Exclusion criteria include patients who are unwilling for study, patient known hypersensitive to study medications, neurological and psychiatric illness, pregnancy, underlying significant systemic disorder, alcohol or drug abuse, patients with morbid obesity, diabetes, peripheral vascular disease or known allergies, incomplete or failed block.

The patients were randomly segregated into three study groups according to the list of random number table using a computer-generated randomization test or by another an esthetist not otherwise involved in this study.

On arrival in the operation room, baseline heart rate, blood pressure, and oxygen saturation were recorded. An intravenous line was secured in the unaffected limb. No premedication was administered.

Under all aseptic precautions, supraclavicular brachial plexus block was given in the patients by 22 gauge needle with the help of peripheral nerve locator. Sensory block will be assessed by the pinprick method. Assessment of sensory block was done at each minute after completion of drug injection in the dermatomal areas corresponding to median nerve, radial nerve, ulnar nerve and musculocutaneous nerve till no pinprick sensation (Grade 2) felt in all the dermatomes.

Sensory block was graded as:

* Grade 0: Sharp pin felt.

* Grade 1: Analgesia, dull sensation felt.

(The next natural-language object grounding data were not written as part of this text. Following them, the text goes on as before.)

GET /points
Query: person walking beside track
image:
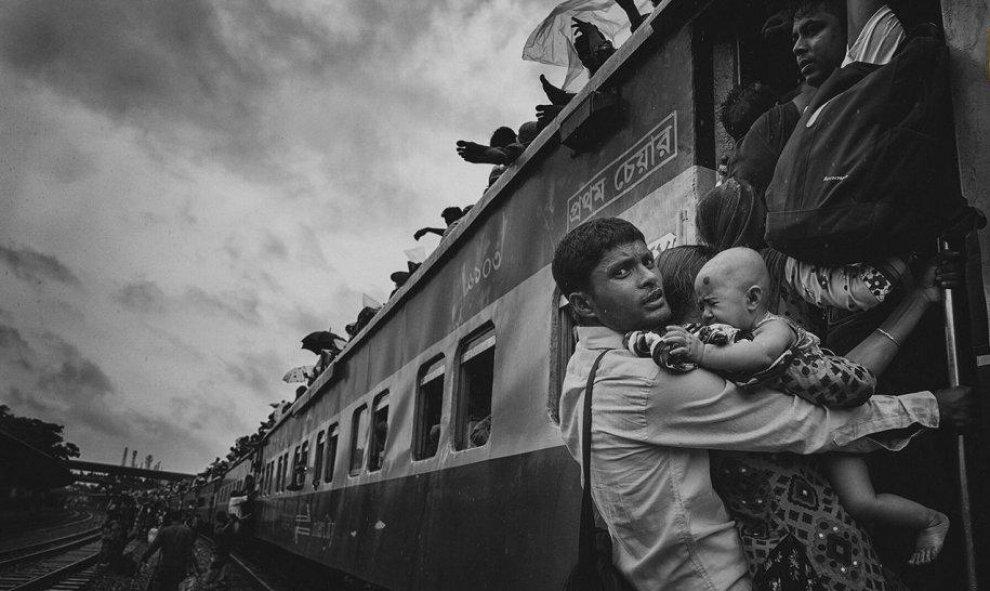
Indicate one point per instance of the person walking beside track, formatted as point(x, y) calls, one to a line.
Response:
point(176, 542)
point(223, 541)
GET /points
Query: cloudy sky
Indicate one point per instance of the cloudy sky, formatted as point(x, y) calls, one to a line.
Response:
point(189, 187)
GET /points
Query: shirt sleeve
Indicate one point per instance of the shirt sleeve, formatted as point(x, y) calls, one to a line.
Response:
point(878, 41)
point(849, 287)
point(699, 409)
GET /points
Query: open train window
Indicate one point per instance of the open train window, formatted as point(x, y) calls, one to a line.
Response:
point(331, 453)
point(359, 438)
point(474, 397)
point(563, 340)
point(318, 458)
point(379, 434)
point(429, 410)
point(297, 468)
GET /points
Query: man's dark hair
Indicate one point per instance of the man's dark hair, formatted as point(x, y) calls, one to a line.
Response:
point(678, 267)
point(580, 251)
point(743, 106)
point(731, 215)
point(801, 8)
point(502, 137)
point(452, 214)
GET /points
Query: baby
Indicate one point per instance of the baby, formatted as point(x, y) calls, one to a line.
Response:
point(752, 347)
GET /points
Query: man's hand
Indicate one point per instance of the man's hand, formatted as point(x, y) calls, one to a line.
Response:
point(950, 270)
point(956, 407)
point(545, 114)
point(685, 345)
point(556, 95)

* Grade 2: Anesthesia, no sensation felt.

Assessment of motor block was carried out by the same observer at each minute till complete motor blockade after drug injection, onset of motor blockade was considered when there was Grade 2 motor blockade.

Motor block was determined according to a modified bromage scale for upper extremities on a three-point scale.

* Grade 0: Normal motor function with full flexion and extension of elbow, wrist and fingers.

* Grade 1: Decreased motor strength with ability to move the fingers only.

* Grade 2: Complete motor block with inability to move the fingers.

Onset of Sensory Block

The time interval between administration of local anesthetic solution to loss of pin-prick sensation in all the dermatomes (Grade 2 in all the dermatomes).

Onset of Motor Block

The time interval between administration of local anesthetic solution to loss of movements, i.e. modified bromage scale (Grade 2).

Duration of Sensory Block

Time interval between loss of pin-prick sensation to the appearance of pin-prick sensation in any of the dermatome (Grade 1).

Duration of Motor Block

Time interval between loss of movements to the appearance of the movements (Grade 1).

Duration of Analgesia

Duration of analgesia was considered from the onset of sensory block till patient demands for rescue analgesia to the rating of visual analog scale (VAS) scale for pain 4.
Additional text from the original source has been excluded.